Topic: Political Ideologies
Words: 404 Pages: 2

One of the controversial aspects raised during the lecture was the assertion that individual rights are more important than the rights of society. Every person has individual rights that may go against public notions of good and evil. In such a situation, the individual must choose a direction: follow the heart’s call or society’s voice. According to Kellner (2014), this requires deciding which is more important: staying true to yourself or helping others. I believe that a person should strive to ensure that these positions coincide. Accordingly, public rights are more important than personal interests.
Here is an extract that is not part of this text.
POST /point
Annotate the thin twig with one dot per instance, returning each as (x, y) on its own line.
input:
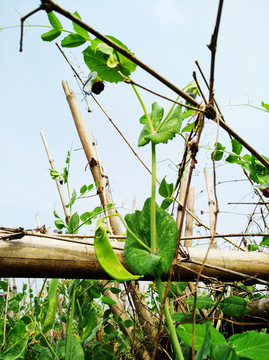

Special attention deserves such a category of knowledge as mass consciousness. Mass consciousness can be defined as a form of social consciousness that is available for isolating, studying, and observing, which is a set of beliefs, stereotypes, values and knowledge included in everyday practices and manifested in them. Modern mass media play a unique role in the formation and change of mass consciousness. Sommerfeldt (2013) affirms that the concept of mass consciousness should not be confused with social consciousness. Social consciousness is a broader, conceptual and even abstract concept in a certain sense. It is not available for study by empirical methods. Social consciousness is all the knowledge, traditions, experience, values and other societal characteristics rooted in a given society, representing the socio-historical evolution of a given society and its existential appearance. Robertson (2018) notes that the media have the enormous social integrative potential for both positive and negative myth-making, ideology generation and institutionalization. The critical task is to manipulate the mass consciousness, its aspects and levels. In this regard, mass consciousness appears as a structural object of information-manipulative and socio-psychological management.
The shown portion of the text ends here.